Avoid the clown suit
Seth Godin on how to get better at graphic design:
Simply throwing type or a picture up will definitely put the information in front of people, but it won’t carry with it all of the care, insight and professionalism you want and need.
We don’t tolerate typos in commercial products, and the market has the same feeling about design that’s lazy or out of place.
Graphic design represents an emotional commitment to the work. Long before we read the words or understand the images, we see the layout. Kerning and color and weight and form arrive in our brains before we have decided what the words on the page actually mean. You wouldn’t wear a clown suit to a job interview, and yet people dress up their ideas in clown suits all the time.

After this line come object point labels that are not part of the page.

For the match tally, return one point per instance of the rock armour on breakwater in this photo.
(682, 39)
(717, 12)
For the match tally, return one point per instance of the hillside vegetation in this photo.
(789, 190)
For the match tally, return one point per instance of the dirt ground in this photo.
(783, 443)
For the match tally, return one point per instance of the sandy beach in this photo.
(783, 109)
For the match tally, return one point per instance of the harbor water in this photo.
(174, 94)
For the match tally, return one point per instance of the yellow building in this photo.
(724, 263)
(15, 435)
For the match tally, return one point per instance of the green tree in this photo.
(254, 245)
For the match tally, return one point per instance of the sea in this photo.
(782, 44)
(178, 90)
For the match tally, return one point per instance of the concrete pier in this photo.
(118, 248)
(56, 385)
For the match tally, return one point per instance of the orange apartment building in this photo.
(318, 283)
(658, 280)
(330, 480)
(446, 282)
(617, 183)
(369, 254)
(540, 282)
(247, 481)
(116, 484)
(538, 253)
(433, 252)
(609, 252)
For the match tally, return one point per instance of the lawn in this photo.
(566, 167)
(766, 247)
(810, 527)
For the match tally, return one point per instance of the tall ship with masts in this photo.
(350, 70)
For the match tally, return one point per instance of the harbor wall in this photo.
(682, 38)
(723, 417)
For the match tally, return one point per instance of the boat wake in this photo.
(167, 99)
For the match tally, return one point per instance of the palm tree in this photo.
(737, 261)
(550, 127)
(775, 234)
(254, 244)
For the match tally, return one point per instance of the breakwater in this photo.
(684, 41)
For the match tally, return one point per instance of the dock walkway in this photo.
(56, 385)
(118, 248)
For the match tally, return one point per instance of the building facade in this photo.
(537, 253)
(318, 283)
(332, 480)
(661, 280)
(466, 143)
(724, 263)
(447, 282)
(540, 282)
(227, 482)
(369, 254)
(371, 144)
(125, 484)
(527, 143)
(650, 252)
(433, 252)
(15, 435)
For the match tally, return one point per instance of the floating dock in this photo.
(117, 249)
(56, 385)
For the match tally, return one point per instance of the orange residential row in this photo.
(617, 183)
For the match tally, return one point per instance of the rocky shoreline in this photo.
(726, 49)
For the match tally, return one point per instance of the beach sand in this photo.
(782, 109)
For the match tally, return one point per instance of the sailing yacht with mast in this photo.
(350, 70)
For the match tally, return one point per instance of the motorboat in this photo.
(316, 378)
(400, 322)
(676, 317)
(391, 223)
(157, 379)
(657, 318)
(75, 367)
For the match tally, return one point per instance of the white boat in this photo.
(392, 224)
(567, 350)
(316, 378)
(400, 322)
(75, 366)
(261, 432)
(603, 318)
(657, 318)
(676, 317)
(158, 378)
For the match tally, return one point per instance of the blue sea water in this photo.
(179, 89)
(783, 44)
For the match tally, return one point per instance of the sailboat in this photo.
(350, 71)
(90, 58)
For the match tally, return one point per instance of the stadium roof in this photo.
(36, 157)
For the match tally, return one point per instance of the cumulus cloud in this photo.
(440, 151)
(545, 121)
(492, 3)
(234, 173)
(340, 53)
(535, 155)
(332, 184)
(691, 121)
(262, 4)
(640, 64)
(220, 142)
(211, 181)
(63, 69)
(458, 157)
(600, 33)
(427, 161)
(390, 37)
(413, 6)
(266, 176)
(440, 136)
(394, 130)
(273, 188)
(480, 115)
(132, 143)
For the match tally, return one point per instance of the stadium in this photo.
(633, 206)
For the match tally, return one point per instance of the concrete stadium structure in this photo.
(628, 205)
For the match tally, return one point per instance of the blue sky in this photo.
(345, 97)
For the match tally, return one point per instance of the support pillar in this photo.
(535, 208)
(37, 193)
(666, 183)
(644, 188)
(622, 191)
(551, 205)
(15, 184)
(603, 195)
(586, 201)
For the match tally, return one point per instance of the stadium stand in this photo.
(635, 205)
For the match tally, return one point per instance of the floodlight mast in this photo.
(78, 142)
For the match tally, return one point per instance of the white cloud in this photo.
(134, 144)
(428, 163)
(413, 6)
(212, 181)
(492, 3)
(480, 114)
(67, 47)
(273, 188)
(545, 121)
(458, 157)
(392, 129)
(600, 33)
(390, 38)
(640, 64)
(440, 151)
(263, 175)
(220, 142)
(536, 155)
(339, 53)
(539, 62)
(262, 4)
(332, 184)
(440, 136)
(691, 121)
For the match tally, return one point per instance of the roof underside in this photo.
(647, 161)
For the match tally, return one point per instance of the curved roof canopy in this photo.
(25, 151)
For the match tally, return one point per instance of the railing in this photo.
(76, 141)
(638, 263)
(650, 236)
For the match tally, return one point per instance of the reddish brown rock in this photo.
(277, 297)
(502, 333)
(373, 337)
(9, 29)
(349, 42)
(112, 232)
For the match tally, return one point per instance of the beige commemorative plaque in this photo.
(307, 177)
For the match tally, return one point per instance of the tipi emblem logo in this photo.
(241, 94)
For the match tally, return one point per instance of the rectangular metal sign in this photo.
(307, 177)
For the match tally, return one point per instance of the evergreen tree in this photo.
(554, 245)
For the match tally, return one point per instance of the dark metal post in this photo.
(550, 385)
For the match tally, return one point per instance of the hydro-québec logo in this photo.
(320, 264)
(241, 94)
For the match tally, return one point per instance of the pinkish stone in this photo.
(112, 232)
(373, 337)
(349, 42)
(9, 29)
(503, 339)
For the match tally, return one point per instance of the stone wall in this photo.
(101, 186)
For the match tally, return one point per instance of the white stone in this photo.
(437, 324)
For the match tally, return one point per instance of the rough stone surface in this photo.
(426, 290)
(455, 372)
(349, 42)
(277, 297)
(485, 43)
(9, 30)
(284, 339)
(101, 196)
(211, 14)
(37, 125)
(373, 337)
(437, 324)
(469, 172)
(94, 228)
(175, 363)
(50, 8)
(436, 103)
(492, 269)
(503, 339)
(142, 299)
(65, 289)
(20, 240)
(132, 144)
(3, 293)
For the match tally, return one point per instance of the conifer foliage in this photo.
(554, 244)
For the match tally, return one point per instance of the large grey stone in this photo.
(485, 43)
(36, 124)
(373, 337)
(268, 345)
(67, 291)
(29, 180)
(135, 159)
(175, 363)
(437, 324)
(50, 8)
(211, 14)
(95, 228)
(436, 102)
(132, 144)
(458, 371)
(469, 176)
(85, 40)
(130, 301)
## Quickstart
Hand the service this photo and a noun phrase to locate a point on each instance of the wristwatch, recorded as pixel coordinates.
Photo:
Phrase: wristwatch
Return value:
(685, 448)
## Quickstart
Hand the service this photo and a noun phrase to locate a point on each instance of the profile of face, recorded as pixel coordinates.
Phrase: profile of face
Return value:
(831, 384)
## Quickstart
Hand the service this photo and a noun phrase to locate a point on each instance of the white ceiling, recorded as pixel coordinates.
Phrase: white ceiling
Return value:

Don’t defend your work with the generous critic. The entire point of getting better is to eagerly abandon the approaches you were taking on your way to gaining new skills that are more effective.
If what you’re designing looks right to you, then it’s never going to improve. The leap here is to go shopping. Find ten websites that succeed by whatever measure matters to you. Go to a bookstore and find ten book covers that represent the level of authority and professionalism you seek. […] Find some heroes. Understand the genre you’re working in.
A direct copy is not what you’re going to publish, but at least you’ll understand how to add the level of care and signalling and understanding of genre that’s needed to get the emotional element of your point across.
I really appreciate the approachability of his writing, and how he boils it all down.